The script was developed for about a year, including rewrites with involvement from William Goldman. "We just tamed it a bit for me," said Grant. "We just tweaked it."

Palmer said, "They apologized for the way they deviated from the book. Hugh Grant has turned the protagonist into a character he can live with, but the nature of the character hasn't changed. The more I think about it, the more it seems like my book."

Filming took place in Toronto and New York City, beginning February 1996.

Director Michael Apted found it challenging working with Grant and Hurley. "It's not something I'd recommend, however genial the people are.... It was tricky. We had the same agendas, mercifully, so it was all right.... Producers are powerful. And actors are powerful these days. So, to have the double whammy up there, it makes your job harder. The other challenge I had was that this was the first film they (Hurley and Grant) produced. They were learning as they were doing.... I didn't know whether they were going to be dilettante producers.... They really got their hands dirty. They weren't just swanning in for the glamour bits. They were there the whole time in the trenches."

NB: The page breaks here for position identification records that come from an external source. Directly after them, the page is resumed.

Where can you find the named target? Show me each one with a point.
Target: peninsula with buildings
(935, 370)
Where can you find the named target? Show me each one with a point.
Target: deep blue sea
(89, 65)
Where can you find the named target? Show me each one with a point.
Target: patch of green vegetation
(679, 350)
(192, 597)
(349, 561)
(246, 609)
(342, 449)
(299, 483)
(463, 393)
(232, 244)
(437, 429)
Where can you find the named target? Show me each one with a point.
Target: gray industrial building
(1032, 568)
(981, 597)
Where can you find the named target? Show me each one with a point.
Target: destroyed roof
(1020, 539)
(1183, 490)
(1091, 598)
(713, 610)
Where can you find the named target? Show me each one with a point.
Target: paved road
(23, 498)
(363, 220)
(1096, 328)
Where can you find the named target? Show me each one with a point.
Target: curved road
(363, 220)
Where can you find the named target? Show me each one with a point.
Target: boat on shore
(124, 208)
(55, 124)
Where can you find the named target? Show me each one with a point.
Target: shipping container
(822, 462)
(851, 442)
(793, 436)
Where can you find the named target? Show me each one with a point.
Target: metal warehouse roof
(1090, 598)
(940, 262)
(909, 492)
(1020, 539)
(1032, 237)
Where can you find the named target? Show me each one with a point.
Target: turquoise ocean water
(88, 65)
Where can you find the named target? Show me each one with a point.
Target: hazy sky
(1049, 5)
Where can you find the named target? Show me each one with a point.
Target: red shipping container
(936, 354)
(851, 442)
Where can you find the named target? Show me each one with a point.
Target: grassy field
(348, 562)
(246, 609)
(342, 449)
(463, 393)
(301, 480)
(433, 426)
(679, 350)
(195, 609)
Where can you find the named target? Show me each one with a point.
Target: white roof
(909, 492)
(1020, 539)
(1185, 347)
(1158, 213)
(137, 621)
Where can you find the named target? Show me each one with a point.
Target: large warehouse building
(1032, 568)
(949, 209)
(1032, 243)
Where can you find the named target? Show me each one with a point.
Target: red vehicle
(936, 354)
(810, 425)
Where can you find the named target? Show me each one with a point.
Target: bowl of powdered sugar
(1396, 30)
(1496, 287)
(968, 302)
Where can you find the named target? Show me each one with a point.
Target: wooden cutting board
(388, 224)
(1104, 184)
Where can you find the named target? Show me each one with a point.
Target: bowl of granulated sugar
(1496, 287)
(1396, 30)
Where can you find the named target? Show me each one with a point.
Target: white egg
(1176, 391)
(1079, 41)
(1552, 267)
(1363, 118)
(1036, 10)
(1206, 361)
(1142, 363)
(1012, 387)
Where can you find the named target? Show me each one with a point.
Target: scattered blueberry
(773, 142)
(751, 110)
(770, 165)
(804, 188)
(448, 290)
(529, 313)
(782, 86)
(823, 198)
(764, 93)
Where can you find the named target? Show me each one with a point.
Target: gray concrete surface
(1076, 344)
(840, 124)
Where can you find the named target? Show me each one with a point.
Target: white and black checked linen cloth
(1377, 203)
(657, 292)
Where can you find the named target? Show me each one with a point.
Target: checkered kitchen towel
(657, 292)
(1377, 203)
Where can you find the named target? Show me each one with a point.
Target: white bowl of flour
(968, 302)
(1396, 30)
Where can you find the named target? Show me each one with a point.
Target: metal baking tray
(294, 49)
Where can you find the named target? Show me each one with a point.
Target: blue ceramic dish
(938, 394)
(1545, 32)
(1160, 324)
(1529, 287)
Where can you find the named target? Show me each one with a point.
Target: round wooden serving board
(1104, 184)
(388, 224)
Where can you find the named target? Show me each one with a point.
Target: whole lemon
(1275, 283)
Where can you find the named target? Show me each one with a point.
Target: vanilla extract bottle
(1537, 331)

Added Hurley: "I've been on film sets for about nine years as a hired hand so it wasn't that I didn't know anything.... Yes, there are things I know now that I didn't know before. But there are things a monkey could learn to do.... I think learning to keep on top of things ... You have to, sort of, learn that as you go. I hadn't realized how fragile a film could be. I did end up being very hands-on. I ended up doing much more than I had expected to. I didn't realize how easy it was to really not make the film you set out to make.... I think having to concentrate very, very hard on every department was a shock."

==Reception==
The film had a mixed reception from critics. It currently holds a 56% rating on Rotten Tomatoes. Roger Ebert and Gene Siskel both gave the film 3 out of 4 stars. Ebert mentioned in his review that the film is "pitched at a higher level than most thrillers; the dialogue is literate and intelligent, and Grant is more of an everyman than an action hero." Grant's performance received particular praise for this film, along with An Awfully Big Adventure, for playing against type in his post-Four Weddings and a Funeral career in the late 1990s. Kenneth Turan, who disliked the film, said of Grant's performance: "Though he doesn't have enough weight to stabilize the film when the plotting turns silly, overall he does a capable job in an unlikely role." Janet Maslin, writing in The New York Times, was generally positive about the film, describing it as "stylish and taut with a taste for macabre little surprises".

===Box office===
Despite debuting in second place at the US box office, the film was not a box office success. It opened at third place at the UK box office.